Patel’s avoids the obfuscation which too often plagues mainstream analysis of these issues. On GMO food he writes: “The technology presents itself as a feel-good solution for politicians who’d rather not face the more profound, persistent and difficult questions of politics and distribution. […] The plain fact is that the majority of children in the Global South suffer and die not because there is insufficient food, or because beta-carotene is nationally lacking. They are malnourished and undernourished because all their parents can afford to feed them is rice.”
He continues, “It is absurd to ask a crop to solve the problems of income and food distribution, of course. But since that is precisely the root cause of vitamin A deficiency, the danger of crops such as [the genetically modified] Golden Rice is not merely that they are ineffective publicity stunts. They actively prevent the serious discussion of ways to tackle systemic poverty.”

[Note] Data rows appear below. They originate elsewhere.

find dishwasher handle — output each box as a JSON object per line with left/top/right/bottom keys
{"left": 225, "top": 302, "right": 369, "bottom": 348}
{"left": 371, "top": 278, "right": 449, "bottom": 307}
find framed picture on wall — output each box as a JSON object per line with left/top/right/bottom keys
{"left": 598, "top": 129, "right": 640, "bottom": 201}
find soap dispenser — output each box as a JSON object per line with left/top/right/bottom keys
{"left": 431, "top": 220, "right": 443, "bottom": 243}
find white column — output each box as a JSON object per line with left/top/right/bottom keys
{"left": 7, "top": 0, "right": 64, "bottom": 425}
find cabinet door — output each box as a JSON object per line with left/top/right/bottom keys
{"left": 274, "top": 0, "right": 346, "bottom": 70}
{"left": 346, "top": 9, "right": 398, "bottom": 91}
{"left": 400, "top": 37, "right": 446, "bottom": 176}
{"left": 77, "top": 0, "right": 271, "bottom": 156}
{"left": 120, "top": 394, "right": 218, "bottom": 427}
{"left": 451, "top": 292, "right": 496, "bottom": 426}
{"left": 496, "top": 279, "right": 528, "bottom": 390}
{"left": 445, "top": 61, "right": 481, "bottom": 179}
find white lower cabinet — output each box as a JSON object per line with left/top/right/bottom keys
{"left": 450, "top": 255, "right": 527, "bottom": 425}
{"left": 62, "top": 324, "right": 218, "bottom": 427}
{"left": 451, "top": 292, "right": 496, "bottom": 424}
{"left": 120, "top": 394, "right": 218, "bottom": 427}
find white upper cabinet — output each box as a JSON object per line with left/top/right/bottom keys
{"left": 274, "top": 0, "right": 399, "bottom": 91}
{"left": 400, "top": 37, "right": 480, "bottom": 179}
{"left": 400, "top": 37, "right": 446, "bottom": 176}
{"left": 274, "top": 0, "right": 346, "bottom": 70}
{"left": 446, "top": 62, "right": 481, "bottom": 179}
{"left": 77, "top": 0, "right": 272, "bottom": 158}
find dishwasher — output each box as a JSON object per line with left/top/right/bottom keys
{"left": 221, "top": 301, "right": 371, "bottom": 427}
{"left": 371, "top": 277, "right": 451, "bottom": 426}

Patel’s book is a call to go beyond “ethical shopping.” In a recent interview, Patel argued, “People do need to get their hands dirty by getting involved in social change. There is a particularly American fantasy that we can together create a better world by shopping. It’s absolutely a case of thinking we can go to Whole Foods, choose the right thing, shop here, pay for this and all of a sudden we will lift the righteous above the impure.”
In the U.S., the political activism Patel was referring to will have to involve more than simply replacing Republicans with Democrats. The Democratic Party played a key role in pushing a new Farm Bill through the U.S. Congress which will continue disastrous policies of deregulation and massive subsidies for ecologically and socially destructive mega-farms.
The first step in moving beyond the disastrous status quo which Patel describes is to counter the propaganda that says it is not only acceptable, but necessary. Patel’s Stuffed and Starved is a crucial tool for that work.